Paranoid Penguin - Linux VPNs with OpenVPN
The other day, I was accompanying local IT security legend and excellent friend Bill Wurster on his last official “wireless LAN walkabout” prior to his retirement (it was his last day!), looking for unauthorized wireless access points in our company's downtown offices. As we strolled and scanned, we chatted, and besides recalling old times, battles won and lost, and one very colorful former manager, naturally we talked about wireless security.
Bill, who has dedicated much of the past decade to wireless network security work in various capacities, reiterated something all of us in the security game have been saying for years: one of the very best things you can do to defend yourself when using someone else's WLAN is to use a Virtual Private Network (VPN) connection to connect back to some other, more trustworthy, network.

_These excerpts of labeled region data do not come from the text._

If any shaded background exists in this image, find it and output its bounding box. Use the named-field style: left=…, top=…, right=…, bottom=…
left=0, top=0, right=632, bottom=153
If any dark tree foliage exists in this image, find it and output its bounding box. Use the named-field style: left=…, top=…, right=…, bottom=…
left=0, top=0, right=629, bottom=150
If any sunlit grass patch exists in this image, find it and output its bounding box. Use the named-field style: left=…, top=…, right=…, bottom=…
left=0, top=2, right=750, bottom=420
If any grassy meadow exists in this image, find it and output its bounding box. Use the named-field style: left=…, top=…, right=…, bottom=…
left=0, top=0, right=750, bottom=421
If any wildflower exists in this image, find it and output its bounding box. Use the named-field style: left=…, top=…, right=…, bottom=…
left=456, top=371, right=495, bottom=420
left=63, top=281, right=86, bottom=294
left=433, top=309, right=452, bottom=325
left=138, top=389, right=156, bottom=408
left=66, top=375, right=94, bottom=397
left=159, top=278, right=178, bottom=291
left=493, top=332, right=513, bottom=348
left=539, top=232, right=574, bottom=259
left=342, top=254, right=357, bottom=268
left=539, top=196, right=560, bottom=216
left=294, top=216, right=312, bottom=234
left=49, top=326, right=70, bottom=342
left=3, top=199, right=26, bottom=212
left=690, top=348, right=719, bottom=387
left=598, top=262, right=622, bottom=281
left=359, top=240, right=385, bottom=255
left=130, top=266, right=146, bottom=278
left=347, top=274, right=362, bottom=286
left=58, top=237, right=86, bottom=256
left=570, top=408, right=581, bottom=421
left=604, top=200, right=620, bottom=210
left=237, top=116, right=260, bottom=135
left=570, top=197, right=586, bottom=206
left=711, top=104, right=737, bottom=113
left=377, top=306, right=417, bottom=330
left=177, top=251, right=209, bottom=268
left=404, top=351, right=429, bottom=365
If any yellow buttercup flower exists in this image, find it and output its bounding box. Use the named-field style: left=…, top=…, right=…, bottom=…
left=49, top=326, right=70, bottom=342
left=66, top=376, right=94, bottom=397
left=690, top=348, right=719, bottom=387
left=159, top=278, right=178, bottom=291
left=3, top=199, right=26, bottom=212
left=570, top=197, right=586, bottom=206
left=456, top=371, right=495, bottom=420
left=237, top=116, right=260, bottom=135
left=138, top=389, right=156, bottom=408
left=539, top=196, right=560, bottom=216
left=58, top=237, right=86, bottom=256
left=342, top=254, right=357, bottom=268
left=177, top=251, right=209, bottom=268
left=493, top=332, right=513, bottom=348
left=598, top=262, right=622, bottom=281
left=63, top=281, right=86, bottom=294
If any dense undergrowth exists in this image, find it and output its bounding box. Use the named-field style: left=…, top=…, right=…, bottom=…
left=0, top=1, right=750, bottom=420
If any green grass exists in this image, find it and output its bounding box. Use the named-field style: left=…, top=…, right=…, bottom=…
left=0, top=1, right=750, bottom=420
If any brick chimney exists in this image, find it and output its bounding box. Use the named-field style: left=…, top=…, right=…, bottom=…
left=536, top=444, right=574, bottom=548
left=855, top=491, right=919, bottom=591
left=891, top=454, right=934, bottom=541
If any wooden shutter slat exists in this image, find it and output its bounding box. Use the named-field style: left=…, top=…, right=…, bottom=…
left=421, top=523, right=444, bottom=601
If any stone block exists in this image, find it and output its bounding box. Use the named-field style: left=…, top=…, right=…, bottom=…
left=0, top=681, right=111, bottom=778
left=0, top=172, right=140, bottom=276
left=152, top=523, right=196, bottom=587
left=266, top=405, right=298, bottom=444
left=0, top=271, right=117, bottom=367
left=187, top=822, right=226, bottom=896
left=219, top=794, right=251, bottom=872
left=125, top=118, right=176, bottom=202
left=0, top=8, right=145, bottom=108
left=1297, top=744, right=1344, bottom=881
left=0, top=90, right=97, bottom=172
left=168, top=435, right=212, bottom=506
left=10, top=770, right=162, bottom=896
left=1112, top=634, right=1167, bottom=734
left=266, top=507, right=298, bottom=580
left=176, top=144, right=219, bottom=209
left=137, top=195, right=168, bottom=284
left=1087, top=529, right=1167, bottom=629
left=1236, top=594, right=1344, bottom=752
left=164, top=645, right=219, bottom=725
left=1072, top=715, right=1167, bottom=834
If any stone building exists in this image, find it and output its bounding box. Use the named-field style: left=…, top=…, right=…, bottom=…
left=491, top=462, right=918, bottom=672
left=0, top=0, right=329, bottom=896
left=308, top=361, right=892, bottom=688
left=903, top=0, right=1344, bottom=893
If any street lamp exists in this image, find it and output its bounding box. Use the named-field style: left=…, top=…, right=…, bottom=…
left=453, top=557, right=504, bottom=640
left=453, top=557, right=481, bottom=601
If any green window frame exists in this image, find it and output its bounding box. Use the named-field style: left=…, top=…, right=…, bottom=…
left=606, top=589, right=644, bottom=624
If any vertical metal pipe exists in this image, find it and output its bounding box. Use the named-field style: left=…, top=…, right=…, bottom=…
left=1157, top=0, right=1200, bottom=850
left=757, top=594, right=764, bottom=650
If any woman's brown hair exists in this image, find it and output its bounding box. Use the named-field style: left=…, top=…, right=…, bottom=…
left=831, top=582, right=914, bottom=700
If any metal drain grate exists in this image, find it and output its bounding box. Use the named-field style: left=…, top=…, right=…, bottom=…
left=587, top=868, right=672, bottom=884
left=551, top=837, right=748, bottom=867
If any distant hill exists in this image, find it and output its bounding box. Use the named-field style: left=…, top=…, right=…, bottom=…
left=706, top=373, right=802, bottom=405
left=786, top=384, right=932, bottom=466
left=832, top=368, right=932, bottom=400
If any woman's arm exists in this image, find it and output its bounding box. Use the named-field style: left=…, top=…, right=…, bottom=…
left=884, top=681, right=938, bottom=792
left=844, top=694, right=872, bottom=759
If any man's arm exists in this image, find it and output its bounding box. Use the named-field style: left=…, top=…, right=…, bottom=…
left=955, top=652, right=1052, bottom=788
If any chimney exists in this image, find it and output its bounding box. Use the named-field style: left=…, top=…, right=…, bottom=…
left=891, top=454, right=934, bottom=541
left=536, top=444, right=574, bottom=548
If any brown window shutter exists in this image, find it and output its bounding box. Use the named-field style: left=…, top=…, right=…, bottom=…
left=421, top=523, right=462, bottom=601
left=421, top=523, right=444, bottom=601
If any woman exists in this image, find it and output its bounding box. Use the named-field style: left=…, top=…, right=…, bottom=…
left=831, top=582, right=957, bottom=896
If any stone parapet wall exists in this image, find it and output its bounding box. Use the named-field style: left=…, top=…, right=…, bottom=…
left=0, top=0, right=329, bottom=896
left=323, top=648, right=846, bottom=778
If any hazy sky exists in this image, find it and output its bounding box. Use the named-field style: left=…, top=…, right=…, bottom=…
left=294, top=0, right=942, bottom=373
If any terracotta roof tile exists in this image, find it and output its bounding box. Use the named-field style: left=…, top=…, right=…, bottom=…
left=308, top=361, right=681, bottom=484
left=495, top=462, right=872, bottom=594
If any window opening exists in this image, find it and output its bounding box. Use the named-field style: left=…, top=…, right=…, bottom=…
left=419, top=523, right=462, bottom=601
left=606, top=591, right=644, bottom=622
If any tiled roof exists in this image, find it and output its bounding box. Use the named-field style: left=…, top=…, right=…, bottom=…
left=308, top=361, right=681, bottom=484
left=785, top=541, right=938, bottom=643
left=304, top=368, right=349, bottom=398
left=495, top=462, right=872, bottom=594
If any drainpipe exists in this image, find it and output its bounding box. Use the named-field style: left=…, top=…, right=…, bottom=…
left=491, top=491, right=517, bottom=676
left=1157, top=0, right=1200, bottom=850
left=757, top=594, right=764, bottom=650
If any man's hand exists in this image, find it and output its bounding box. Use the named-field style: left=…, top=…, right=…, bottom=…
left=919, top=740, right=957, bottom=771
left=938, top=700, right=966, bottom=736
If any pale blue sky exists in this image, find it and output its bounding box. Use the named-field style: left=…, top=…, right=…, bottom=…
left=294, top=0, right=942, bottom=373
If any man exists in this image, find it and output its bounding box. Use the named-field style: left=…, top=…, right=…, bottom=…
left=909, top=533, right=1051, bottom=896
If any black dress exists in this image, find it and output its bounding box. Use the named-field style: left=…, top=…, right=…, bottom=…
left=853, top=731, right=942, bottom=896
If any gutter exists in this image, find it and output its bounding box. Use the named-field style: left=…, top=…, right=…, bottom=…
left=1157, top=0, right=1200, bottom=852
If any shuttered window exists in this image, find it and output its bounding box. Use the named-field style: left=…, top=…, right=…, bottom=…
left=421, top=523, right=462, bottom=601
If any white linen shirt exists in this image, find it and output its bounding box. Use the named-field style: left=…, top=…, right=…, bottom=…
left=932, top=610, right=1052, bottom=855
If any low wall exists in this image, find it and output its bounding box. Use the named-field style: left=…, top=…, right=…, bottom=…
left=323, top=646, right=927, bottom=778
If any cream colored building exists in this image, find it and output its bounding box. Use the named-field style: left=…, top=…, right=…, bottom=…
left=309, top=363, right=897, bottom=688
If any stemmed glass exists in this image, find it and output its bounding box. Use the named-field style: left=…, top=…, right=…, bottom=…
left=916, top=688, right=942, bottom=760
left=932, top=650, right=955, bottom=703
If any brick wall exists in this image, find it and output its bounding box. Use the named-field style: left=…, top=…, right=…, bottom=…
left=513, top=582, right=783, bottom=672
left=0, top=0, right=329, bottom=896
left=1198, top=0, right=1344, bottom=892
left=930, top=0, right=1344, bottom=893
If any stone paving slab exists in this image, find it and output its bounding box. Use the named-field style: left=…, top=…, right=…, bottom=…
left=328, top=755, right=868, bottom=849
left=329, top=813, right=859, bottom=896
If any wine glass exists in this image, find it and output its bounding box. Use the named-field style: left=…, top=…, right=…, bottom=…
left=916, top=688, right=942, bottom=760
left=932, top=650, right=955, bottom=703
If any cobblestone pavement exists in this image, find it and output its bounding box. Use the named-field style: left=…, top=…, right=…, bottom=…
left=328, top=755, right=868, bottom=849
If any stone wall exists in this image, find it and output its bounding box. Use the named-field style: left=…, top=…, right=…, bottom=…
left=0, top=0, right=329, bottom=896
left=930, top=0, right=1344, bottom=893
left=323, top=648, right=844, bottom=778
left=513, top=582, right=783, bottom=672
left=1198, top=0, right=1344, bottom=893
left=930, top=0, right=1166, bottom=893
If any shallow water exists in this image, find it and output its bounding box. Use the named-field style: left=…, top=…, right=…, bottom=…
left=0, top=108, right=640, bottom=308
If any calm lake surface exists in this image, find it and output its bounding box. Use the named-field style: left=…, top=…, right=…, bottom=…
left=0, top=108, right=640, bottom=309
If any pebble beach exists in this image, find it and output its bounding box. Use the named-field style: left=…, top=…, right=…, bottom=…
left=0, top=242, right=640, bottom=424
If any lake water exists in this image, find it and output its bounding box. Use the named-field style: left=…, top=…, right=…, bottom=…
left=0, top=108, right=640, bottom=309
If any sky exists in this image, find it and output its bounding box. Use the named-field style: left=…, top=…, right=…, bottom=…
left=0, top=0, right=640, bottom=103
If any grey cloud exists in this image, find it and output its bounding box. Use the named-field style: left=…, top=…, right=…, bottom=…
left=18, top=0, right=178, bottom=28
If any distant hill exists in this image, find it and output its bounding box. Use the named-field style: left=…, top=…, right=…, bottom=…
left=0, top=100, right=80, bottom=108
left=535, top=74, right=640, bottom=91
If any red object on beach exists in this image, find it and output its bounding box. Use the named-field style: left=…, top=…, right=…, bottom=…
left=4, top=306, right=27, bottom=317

You might think the main value of a VPN connection is to encrypt sensitive communications, and that's certainly very important. But if you make your VPN connection your default route and use your trusted network's DNS servers, Web proxies and other “infrastructure” systems to communicate back out to the Internet (for example, for Web surfing), you won't have to worry about DNS spoofing, Web-session hijacking or other entire categories of localized attacks you might otherwise be subject to on an untrusted LAN.
For this reason, our employer requires us to use our corporate VLAN software any time we connect our corporate laptops to any WLAN “hotspot” or even to our personal/home WLANs. So, Bill asked me, why don't you write about making VLAN connections with Linux laptops?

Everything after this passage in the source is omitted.